Charles Schwab shuts down its PAC, citing a ‘hyperpartisan’ environment.
By Lauren Hirsch
Charles Schwab will shut down its political action committee, perhaps the most significant move among companies rethinking their political donations after last week’s violence in the Capitol.
Schwab, one of the country’s biggest brokerage firms with around 30 million customer accounts holding more than $6 trillion in assets, said it found the current “hyperpartisan” environment too complex to navigate without risk of distraction. “We believe a clear and apolitical position is in the best interest of our clients, employees, stockholders and the communities in which we operate,” the company said on Wednesday.
The company’s PAC will no longer take contributions from employees or make financial contributions to lawmakers.
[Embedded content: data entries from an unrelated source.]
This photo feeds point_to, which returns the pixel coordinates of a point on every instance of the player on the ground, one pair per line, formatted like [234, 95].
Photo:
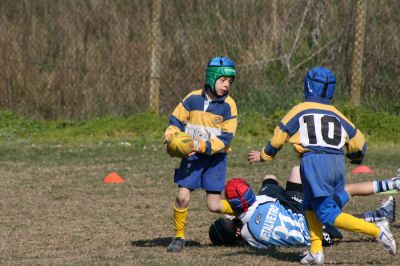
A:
[275, 217]
[319, 132]
[209, 116]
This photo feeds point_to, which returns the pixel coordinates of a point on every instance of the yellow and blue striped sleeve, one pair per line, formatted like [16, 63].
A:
[281, 135]
[179, 118]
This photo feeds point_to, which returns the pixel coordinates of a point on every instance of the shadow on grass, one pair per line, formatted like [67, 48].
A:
[161, 242]
[270, 252]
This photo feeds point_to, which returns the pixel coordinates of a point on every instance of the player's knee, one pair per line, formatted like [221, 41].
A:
[326, 210]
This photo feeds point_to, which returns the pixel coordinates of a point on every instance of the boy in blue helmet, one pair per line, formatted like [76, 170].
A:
[275, 217]
[209, 116]
[318, 132]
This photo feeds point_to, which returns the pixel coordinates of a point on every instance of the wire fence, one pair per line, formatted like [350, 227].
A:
[79, 59]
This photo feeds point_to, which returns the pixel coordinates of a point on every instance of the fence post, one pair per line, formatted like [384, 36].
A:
[358, 50]
[155, 57]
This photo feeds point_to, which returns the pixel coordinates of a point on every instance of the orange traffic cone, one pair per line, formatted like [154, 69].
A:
[113, 178]
[362, 169]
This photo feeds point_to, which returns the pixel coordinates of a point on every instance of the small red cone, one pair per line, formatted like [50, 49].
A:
[113, 178]
[362, 169]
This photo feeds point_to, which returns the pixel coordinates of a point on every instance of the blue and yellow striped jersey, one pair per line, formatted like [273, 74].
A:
[213, 121]
[317, 126]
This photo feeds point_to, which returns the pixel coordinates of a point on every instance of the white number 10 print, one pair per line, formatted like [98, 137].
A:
[321, 130]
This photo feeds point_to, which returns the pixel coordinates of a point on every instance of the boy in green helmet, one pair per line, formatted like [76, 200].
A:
[209, 116]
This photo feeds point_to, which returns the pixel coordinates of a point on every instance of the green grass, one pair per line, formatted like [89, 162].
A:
[57, 210]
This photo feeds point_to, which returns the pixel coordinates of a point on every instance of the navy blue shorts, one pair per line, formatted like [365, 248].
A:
[202, 171]
[291, 197]
[322, 175]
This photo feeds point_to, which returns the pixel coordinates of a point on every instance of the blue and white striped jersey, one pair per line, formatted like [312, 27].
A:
[267, 223]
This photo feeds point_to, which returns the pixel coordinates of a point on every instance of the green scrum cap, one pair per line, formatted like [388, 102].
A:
[219, 67]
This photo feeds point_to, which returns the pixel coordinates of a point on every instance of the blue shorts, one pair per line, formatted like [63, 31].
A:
[202, 171]
[322, 175]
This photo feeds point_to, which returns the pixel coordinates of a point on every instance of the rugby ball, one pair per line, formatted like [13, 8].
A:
[180, 145]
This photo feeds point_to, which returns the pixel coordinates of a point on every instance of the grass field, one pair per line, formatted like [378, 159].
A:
[55, 209]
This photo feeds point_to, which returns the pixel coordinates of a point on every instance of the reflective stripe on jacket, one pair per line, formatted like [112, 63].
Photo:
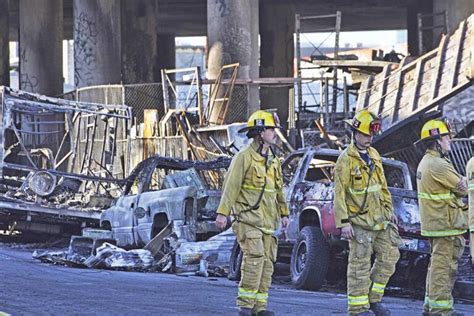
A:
[441, 209]
[350, 185]
[242, 187]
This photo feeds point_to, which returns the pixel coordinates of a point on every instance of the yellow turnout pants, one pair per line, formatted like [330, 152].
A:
[445, 252]
[259, 254]
[366, 284]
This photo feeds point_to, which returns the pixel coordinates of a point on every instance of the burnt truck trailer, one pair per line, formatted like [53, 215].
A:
[61, 162]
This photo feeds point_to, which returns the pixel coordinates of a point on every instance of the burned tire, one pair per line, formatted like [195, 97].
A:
[235, 263]
[309, 259]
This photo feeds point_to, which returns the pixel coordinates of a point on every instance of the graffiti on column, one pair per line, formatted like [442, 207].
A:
[27, 82]
[85, 42]
[223, 8]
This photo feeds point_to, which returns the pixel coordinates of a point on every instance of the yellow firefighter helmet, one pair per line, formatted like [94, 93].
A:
[366, 123]
[434, 129]
[260, 120]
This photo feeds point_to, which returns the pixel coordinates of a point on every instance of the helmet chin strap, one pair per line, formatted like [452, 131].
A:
[357, 143]
[440, 150]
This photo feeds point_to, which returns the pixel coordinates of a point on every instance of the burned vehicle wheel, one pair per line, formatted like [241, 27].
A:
[235, 263]
[309, 259]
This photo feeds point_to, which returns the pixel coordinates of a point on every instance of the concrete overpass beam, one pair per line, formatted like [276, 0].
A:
[41, 34]
[277, 25]
[97, 42]
[166, 52]
[232, 36]
[140, 41]
[4, 44]
[413, 9]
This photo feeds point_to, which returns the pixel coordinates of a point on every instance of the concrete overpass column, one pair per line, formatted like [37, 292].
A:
[457, 11]
[277, 25]
[166, 52]
[232, 36]
[41, 35]
[97, 42]
[4, 44]
[413, 8]
[140, 41]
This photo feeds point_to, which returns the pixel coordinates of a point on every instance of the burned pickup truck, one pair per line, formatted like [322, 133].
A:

It will donate the leftover funds to Boys & Girls Clubs of America and to historically Black colleges and universities, organizations that Schwab has supported in the past.
In the latest election cycle, Schwab’s PAC gave $460,000 to federal candidates, roughly evenly split between Republicans and Democrats. Among the recipients was the House minority leader, Representative Kevin McCarthy of California, who was among the Republicans who voted against certifying President-elect Joseph R. Biden Jr.’s victory.
The Lincoln Project, a group of anti-Trump conservatives, had featured Charles Schwab in a recent campaign highlighting companies that donated to President Trump or the election objectors in Congress.
“It is a sad byproduct of the current political climate that some now resort to using questionable tactics and misleading claims to attack companies like ours,” Schwab’s statement said, an apparent reference to the Lincoln Project’s campaign. “It is unfair to knowingly blur the lines between the actions of a publicly held corporation and those of individuals who work or have worked for the company.”
Corporate PACs do not spend company money on donations, but collect voluntary contributions from employees and direct them to chosen candidates and causes. (The company pays for the administration of running a PAC.)
Schwab’s billionaire chairman, Charles R. Schwab, has personally given millions to pro-Trump and Republican groups, far more than the company’s PAC. “Every individual in our firm has a right to their own, individual political beliefs and we respect that right,” the company said in its statement. The issue of corporate leaders’ political donations and other personal entanglements is raising questions at other companies, reports the DealBook newsletter.
After the riot at the Capitol, a number of companies, including Goldman Sachs and JPMorgan Chase, paused all corporate giving. Others, such as Walmart and Marriott, have said they will halt donations only to the 147 Republicans in Congress who objected to certifying the presidential election result.
Schwab’s announcement goes further than most other companies appear willing to do. In a survey of 40 chief executives from major corporations at a meeting on Wednesday held by Yale’s Jeffrey Sonnenfeld, nearly 60 percent said that companies should not stop all political donations.
Schwab said in its statement that it was confident its “voice will still be heard in Washington” even without a PAC, noting that it is a “major employer in a dozen metropolitan centers.” Other companies that do not have a PAC, like IBM, have said they do not think a lack of one puts them at a political disadvantage.